In the above quote, there are seven references to the man and two references to the woman. This kiss was obviously selfish and one-sided as the man only thought of himself as he kissed. Not to mention he “didn’t give (her) a chance to fight back or give in” – which gives off some pretty predatory vibes.
A few major tropes were present – most notably, deus ex machina and unexplained circumstances (How long can someone truly stay alive in a dungeon with an infection on the back of their neck? How do dungeon torches just turn on and off at convenient times? Would a victim of rape talk about the event so casually – even if the follow-up conversation tries to explain?) and characters “just happening” to be at the door right as other characters are talking about them, in which said character either discovers crucial information, or the situation carries the dialogue along. There was one scene in which about three characters enter the conversation in this way, one right after another – how do three characters “just happen” to be standing at the same door within minutes of one another in a large castle, when they supposedly had other stuff to do? This happened multiple times throughout the book. Other minor tropes were references to Alice in Wonderland and some predictable plot points.
The bad guy had no motivation for his own evil plans. This makes the character feel empty, like a plot device. Every character is a plot device in their own right, but characters have thoughts and feelings and motivations behind their decisions. The villain in this story just seemed to want some maniacal fun, without the side effects of being a psychopath.
One minor detail that bothered me was the repetition of the names – most of the names of the characters began with either J or C. This caused me to reread some sentences multiple times to remember who was who.
Throughout the book, there also minor spelling and sentence structure errors, which proved to be distracting.
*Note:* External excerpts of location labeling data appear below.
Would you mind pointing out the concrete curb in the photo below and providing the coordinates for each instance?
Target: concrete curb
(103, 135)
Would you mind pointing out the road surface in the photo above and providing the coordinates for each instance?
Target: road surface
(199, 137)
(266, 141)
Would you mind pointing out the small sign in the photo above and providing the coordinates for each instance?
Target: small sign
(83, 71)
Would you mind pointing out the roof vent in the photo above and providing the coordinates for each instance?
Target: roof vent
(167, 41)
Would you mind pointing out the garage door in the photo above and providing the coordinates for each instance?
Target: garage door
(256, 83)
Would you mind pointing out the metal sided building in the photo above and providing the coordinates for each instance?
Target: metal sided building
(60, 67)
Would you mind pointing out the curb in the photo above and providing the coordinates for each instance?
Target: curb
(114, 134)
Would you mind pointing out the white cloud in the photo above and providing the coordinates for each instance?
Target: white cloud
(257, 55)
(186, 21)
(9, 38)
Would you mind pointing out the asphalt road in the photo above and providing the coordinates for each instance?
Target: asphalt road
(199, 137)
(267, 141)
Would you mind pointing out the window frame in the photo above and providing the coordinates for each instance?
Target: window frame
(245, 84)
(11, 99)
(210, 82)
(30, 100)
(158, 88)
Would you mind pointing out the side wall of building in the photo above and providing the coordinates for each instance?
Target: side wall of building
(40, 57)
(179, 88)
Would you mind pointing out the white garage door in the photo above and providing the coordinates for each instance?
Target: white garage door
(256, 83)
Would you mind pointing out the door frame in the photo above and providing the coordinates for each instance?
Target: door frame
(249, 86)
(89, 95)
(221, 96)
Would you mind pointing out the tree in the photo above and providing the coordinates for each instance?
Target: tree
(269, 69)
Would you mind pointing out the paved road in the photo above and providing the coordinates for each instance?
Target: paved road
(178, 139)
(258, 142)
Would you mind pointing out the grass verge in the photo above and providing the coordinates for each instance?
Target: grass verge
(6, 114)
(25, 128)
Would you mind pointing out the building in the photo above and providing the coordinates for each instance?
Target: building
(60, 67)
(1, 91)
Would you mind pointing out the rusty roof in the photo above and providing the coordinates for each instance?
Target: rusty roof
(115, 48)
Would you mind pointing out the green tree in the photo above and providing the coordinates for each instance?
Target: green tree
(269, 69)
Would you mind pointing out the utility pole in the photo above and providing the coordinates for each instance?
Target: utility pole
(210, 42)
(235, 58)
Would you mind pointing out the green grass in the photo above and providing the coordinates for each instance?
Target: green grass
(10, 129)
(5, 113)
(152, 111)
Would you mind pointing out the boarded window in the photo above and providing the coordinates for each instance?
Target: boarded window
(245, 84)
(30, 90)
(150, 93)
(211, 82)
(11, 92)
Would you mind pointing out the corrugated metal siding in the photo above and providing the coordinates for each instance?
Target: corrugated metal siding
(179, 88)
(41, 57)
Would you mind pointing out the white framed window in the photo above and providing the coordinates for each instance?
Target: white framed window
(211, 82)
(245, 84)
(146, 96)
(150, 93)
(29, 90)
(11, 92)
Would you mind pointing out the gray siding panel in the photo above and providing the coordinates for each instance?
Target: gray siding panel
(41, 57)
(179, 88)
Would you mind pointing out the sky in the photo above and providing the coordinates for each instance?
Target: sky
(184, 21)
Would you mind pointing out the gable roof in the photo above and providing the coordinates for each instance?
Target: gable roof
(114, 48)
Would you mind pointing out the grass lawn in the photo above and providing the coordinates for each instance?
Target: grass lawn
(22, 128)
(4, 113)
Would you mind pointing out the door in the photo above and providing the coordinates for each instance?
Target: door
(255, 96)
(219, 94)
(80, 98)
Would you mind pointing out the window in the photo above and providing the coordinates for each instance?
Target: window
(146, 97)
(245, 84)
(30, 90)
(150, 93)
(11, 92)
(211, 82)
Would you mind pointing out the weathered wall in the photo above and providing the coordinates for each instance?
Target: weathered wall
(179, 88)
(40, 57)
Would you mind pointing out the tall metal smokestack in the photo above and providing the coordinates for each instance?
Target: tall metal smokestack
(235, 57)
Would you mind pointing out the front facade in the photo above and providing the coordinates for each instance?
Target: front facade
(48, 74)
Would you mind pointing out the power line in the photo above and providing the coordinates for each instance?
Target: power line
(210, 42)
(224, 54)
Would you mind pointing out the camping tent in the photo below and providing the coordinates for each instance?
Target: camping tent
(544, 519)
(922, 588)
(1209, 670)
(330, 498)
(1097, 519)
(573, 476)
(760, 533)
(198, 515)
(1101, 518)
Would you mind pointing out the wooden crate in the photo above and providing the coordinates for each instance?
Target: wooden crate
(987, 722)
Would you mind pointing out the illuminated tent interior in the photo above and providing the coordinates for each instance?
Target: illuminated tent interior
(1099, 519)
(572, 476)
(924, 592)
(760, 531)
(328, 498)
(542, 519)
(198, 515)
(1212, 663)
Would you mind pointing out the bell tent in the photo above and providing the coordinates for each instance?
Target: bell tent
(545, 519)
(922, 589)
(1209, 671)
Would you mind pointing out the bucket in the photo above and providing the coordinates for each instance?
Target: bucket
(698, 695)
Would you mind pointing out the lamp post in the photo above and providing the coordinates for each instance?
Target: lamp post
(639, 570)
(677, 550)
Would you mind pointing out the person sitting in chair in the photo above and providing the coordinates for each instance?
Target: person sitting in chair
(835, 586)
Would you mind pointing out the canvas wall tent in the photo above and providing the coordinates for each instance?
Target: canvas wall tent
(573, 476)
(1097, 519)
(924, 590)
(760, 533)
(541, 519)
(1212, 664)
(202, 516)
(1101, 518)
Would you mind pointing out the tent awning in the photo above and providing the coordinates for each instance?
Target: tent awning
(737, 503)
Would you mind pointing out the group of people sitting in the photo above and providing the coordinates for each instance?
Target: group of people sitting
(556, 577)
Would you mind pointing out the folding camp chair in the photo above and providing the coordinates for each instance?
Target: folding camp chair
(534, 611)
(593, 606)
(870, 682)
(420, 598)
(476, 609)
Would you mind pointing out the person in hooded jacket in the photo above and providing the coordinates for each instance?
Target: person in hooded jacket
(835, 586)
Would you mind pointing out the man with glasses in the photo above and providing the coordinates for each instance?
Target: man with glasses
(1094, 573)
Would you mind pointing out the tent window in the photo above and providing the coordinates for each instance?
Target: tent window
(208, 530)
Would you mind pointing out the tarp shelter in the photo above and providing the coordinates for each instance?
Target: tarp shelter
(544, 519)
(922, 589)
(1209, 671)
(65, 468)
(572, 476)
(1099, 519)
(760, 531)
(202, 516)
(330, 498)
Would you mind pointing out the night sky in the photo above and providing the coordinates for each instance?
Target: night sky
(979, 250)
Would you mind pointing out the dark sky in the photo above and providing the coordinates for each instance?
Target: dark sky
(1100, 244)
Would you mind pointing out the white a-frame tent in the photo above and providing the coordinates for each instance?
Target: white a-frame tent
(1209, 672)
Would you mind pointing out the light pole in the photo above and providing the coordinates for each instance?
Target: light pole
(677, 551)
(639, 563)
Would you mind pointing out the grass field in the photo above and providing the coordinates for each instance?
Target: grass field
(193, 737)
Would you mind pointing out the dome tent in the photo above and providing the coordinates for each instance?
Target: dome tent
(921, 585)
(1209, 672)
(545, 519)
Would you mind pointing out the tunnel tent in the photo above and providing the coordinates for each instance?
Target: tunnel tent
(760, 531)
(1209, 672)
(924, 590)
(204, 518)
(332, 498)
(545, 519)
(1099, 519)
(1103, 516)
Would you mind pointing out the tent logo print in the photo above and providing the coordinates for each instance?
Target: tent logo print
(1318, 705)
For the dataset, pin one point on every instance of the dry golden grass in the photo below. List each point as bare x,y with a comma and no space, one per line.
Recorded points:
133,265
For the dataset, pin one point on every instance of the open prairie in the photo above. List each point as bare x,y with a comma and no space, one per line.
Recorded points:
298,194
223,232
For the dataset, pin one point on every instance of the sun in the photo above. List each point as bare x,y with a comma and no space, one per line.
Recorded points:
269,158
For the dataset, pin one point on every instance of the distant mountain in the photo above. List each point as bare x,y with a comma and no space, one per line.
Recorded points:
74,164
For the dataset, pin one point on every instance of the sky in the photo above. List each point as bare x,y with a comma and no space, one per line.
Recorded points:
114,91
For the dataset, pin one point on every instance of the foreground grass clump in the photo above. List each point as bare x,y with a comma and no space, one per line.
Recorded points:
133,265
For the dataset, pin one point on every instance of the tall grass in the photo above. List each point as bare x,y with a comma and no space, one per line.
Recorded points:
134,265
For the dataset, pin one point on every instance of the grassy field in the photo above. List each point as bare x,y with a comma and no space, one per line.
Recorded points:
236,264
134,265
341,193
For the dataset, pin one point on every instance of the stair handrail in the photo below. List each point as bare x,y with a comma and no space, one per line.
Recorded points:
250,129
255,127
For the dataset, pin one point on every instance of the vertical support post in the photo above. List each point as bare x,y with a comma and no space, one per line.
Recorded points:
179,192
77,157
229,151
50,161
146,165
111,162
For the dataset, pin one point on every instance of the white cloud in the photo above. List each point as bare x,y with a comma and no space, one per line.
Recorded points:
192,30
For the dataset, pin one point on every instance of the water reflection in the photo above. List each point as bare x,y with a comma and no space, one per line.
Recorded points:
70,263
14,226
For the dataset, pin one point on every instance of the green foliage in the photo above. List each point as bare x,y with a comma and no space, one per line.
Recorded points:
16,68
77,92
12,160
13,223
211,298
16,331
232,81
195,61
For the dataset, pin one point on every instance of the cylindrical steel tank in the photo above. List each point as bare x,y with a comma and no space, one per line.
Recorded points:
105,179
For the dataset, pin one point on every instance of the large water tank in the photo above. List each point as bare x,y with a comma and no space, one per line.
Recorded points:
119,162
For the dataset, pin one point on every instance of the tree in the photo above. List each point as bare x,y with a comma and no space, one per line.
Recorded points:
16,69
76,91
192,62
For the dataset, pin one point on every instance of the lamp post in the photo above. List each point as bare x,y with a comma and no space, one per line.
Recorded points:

Some details also appeared to be inconsistent.
I know I seemed pretty negative about this book during this review, but I actually did enjoy it enough to purchase the next two books in the series, so I’m looking forward to seeing how the rest of the trilogy progresses. I found myself laughing and gasping along with the book, and the writing’s imagery was vivid. I want to read some more of the strong female characters – the sorceress, the warrior, and the black belt!
This review is also on Goodreads.
Picture from Goodreads.
As for the #ReadThemAllThon, I have finished the third book, winning the Marsh Badge! The Marsh Badge was for a book with fantasy or supernatural elements. I’d say a writer getting trapped in the world of his own story is pretty fantastical. Plus there were magic spells!
At 317 pages, my Eevee earned 31 CP! Add 20 for finishing the book, and another 20 for this review, for a total of 71! Add a few more points for various tweets (including the tweet that automatically posts with this blog), and…my Eevee evolved!!!